Baseballer, or girly gimmick?
March 29th 2009 02:41
The knee-jerk knockers are out to write off the professional baseball career of Eri Yoshida before it gets started.
Eri, a 17-year-old Japanese high school student, made the news on Friday by being the first female to play in a men's professional baseball league in Japan. See the Associated Press story here and the Vyoos version here.
It is predictable that there will be a mixed reaction. There will be well-wishers who see it is a happy ending to a story of someone who dared to dream. There will be purists who are uncomfortable. There will be doubters. And there will be those who choose to mock.
Amongst the last is Rob Neyer, described as a 'senior writer' on espn.com. Neyer wrote, "Hmmm, let's see … five feet and 114 pounds … what happens when the enemy hitters start dropping bunts into that tricky area between the pitcher's mound and the third-base line? Will Yoshida have the quickness and the arm strength to throw anyone out at first base?"
The heading on the story was, "Female knuckleballer in Japan out of her league".
A knuckleballer is a pitcher with an unusual delivery which depends more on skill than strength. It is therefore, as David Pinto wrote in a comment to Rob Neyer's article, a logical path for women to professional baseball.

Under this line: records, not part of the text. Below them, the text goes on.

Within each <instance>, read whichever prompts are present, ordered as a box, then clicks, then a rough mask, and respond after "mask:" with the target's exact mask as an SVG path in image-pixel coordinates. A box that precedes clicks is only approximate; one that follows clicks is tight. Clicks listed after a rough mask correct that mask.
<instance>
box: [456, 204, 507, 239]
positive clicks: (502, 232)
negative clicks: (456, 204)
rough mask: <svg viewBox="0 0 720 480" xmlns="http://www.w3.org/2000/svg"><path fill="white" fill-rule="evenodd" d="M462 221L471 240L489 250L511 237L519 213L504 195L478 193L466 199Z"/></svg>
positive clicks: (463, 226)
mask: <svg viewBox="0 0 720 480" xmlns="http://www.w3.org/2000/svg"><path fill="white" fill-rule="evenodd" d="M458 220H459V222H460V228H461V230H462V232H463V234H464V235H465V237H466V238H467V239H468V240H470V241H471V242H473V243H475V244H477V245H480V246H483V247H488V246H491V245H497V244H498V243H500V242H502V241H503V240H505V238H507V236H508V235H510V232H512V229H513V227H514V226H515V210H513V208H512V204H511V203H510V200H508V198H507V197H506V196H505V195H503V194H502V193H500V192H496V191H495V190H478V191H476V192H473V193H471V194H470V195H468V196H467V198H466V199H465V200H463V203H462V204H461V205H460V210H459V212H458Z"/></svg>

As for the rest, Neyer could have chosen to wait and find out the answers to his questions.
When Eri Yoshida took the step up onto that pitcher's mound on Friday night, she was a young baseballer with long-term hopes of establishing a career in professional sport and a short-term job to do. That's what her coach, her team management and the woman herself saw. What Rob Neyer saw was a girl and a sneering headline opportunity.